Bencana kebakaran hutan dan lahan (karhutla) kembali menjadi ancaman serius di wilayah Jawa Timur seiring dengan puncak musim kemarau. Kobaran api dilaporkan melahap kawasan vegetasi di lima gunung sekaligus, mengakibatkan kerusakan ekosistem yang cukup masif. Berdasarkan data rekapitulasi penanganan bencana terbaru, total area yang hangus terbakar kini telah menembus angka 1.488 hektare.
Kondisi medan yang curam serta embusan angin kencang mempercepat perambatan api di kawasan konservasi dan hutan lindung. Petugas gabungan yang terdiri dari Badan Penanggulangan Bencana Daerah (BPBD), relawan, TNI, Polri, serta pengelola kawasan taman nasional terus berjibaku di lapangan untuk mengendalikan titik api agar tidak merembet ke pemukiman warga.
Kronologi Munculnya Titik Api di Kawasan Pegunungan
Rentetan karhutla ini terjadi secara bertahap dalam beberapa pekan terakhir dan menyerang sejumlah gunung strategis di Jawa Timur. Berikut adalah kronologi dan sebaran titik api yang berhasil dihimpun:
- Awal Kemunculan Titik Api: Percikan api pertama kali terpantau di kawasan lereng bawah akibat semak belukar yang mengering dan cuaca panas ekstrem.
- Perambatan ke Dataran Tinggi: Angin kencang memicu kobaran api meluas dengan cepat ke punggung gunung di kawasan Taman Nasional Bromo Tengger Semeru (TNBTS), Gunung Arjuno-Welirang, Gunung Lawu sisi timur, Gunung Ijen, hingga kawasan lereng Gunung Raung.
- Status Tanggap Darurat: Petugas menetapkan peningkatan status pemadaman setelah luasan lahan yang terbakar meluas hingga mencapai akumulasi 1.488 hektare dalam waktu singkat.
Tantangan Pemadaman dan Dampak Lingkungan
Proses pemadaman di area pegunungan menghadapi rintangan geografis yang sangat berat. Sebagian besar titik api berada di tebing terjal yang mustahil dijangkau oleh kendaraan tangki air, sehingga para petugas terpaksa menggunakan metode manual atau teknik gepyok menggunakan ranting pohon basah.

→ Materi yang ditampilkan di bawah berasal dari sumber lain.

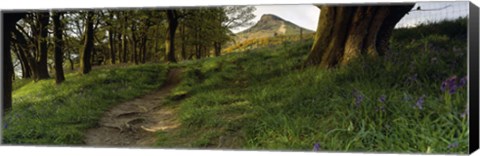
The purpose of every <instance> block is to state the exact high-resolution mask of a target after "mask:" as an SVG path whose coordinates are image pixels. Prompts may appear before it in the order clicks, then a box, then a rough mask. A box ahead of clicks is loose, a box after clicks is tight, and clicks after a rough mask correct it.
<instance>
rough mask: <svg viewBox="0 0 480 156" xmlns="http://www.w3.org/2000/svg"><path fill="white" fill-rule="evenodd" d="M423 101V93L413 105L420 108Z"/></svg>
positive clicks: (422, 105) (418, 107) (421, 104)
mask: <svg viewBox="0 0 480 156" xmlns="http://www.w3.org/2000/svg"><path fill="white" fill-rule="evenodd" d="M424 102H425V95H422V96H421V97H420V98H418V100H417V103H416V104H415V105H416V106H417V108H418V109H420V110H422V109H423V103H424Z"/></svg>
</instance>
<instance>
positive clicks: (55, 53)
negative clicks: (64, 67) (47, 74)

"Vegetasi yang sangat kering bercampur dengan hembusan angin kencang membuat api cepat membesar dan meloncat melewati sekat bakar. Kami memprioritaskan keselamatan personel sembari berupaya melokalisasi area yang berdekatan dengan jalur wisata dan pemukiman," jelas perwakilan tim penanggulangan karhutla di posko lapangan.
Selain kerugian materiil berupa musnahnya flora dan fauna endemik, kebakaran hutan ini memicu gangguan kabut asap tipis di beberapa wilayah kaki gunung serta mengancam sumber mata air alami.
Langkah Terpadu Mitigasi dan Penanganan Karhutla
Untuk menekan laju kebakaran agar tidak terus meluas, otoritas terkait telah memberlakukan sejumlah kebijakan strategis:
- Penutupan Jalur Pendakian: Akses wisata dan jalur pendakian di gunung-gunung terdampak ditutup total demi keselamatan wisatawan dan memudahkan mobilitas armada pemadam.
- Operasi Water Bombing: Helikopter pemadam dikerahkan untuk menjatuhkan bom air di titik-titik kawah dan lereng jurang yang tak terjangkau jalur darat.
- Penyekatan Jalur Api (Fire Break): Pembuatan sekat bakar selebar beberapa meter dilakukan secara intensif untuk memutus rantai pembakaran vegetasi kering.
- Patroli dan Penegakan Hukum: Otoritas memperketat pengawasan di pintu masuk kawasan hutan untuk mencegah aktivitas manusia yang memicu percikan api, seperti pembakaran sampah atau perapian liar.
Masyarakat yang beraktivitas di sekitar lereng pegunungan diimbau untuk meningkatkan kewaspadaan, tidak membuang puntung rokok sembarangan, dan segera melapor ke posko terdekat apabila mendeteksi adanya asap atau titik api baru.